Realmente tampoco hace falta que les enseñes, basta con que lo hagas delante de ellos y vean que puede ser interesante las siguientes opciones: a- ser como papá o mamá y trabajar con el ordenador. b- En dos palabras You Tube

Las consecuencias de dejar el portátil de la mano de tus hijos pueden ser de lo más variopinto:

  • Desapariciones misteriosas: desde iconos del escritorio, pasando por programas eliminados, hasta alguna tecla.
  • Fenómenos inexplicables: si tu ordenador comienza a hacer cosas extrañas ya sabes el motivo.
  • Extrañas formas en la pantalla: mira, si no era una mosca sino un trozo de galleta. Conviene pasar un paño y la aspiradora de vez en cuando.
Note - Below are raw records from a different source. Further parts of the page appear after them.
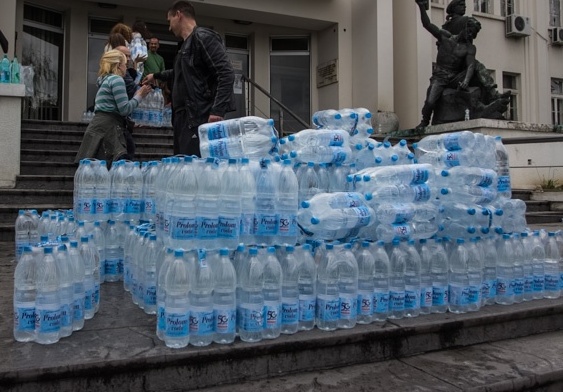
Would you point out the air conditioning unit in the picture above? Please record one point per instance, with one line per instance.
(557, 36)
(518, 26)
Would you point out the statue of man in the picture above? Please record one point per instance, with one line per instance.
(455, 61)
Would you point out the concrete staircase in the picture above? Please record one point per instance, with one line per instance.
(47, 170)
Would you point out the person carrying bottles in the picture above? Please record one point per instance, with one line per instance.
(202, 76)
(104, 138)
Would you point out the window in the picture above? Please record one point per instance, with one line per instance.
(557, 101)
(484, 6)
(510, 84)
(555, 13)
(507, 7)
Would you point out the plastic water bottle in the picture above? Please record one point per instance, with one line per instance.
(224, 300)
(458, 280)
(66, 290)
(230, 207)
(290, 291)
(505, 271)
(489, 288)
(381, 282)
(366, 279)
(474, 275)
(328, 301)
(25, 291)
(397, 269)
(551, 268)
(47, 301)
(91, 272)
(426, 256)
(5, 76)
(78, 277)
(201, 303)
(177, 310)
(439, 269)
(503, 170)
(266, 221)
(252, 298)
(306, 285)
(414, 230)
(464, 140)
(412, 279)
(272, 290)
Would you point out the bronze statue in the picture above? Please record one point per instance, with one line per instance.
(457, 68)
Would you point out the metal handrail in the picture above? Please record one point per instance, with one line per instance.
(281, 105)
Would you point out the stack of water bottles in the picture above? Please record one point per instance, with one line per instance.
(56, 288)
(150, 112)
(252, 137)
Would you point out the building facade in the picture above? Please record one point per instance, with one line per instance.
(310, 55)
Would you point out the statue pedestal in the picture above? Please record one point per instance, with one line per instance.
(10, 123)
(530, 163)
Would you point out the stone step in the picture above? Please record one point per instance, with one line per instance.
(45, 182)
(537, 206)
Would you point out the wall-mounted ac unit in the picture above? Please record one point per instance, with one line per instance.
(557, 36)
(518, 26)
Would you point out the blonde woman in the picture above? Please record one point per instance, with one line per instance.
(104, 138)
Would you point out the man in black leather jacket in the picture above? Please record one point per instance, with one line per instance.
(202, 89)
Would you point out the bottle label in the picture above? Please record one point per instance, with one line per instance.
(287, 225)
(183, 228)
(47, 320)
(381, 302)
(451, 159)
(161, 317)
(503, 184)
(307, 308)
(112, 266)
(426, 297)
(229, 227)
(207, 228)
(150, 296)
(216, 131)
(133, 206)
(412, 298)
(290, 313)
(271, 315)
(66, 315)
(246, 224)
(451, 142)
(419, 176)
(439, 295)
(202, 323)
(225, 320)
(24, 319)
(422, 193)
(266, 224)
(475, 294)
(78, 308)
(396, 301)
(365, 303)
(251, 318)
(348, 307)
(177, 324)
(551, 282)
(363, 216)
(401, 231)
(539, 283)
(328, 309)
(518, 286)
(458, 295)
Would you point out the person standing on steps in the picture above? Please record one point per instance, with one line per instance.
(202, 88)
(104, 138)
Dejar que contesten al teléfono

Que tu mujer o tu madre sepan que te han llamado mientras estés en el baño quizás no resulte un inconveniente, pero seguro que tu hijo le ha alegrado el día al operador del otro lado de la línea.

Dejar que lleven ellos el carro del supermercado o el carrito del hermano pequeño

Si algo le gusta a los más pequeños, y no tan pequeños, es pegarse una carrera empujando un carro. El problema viene a la hora de frenar.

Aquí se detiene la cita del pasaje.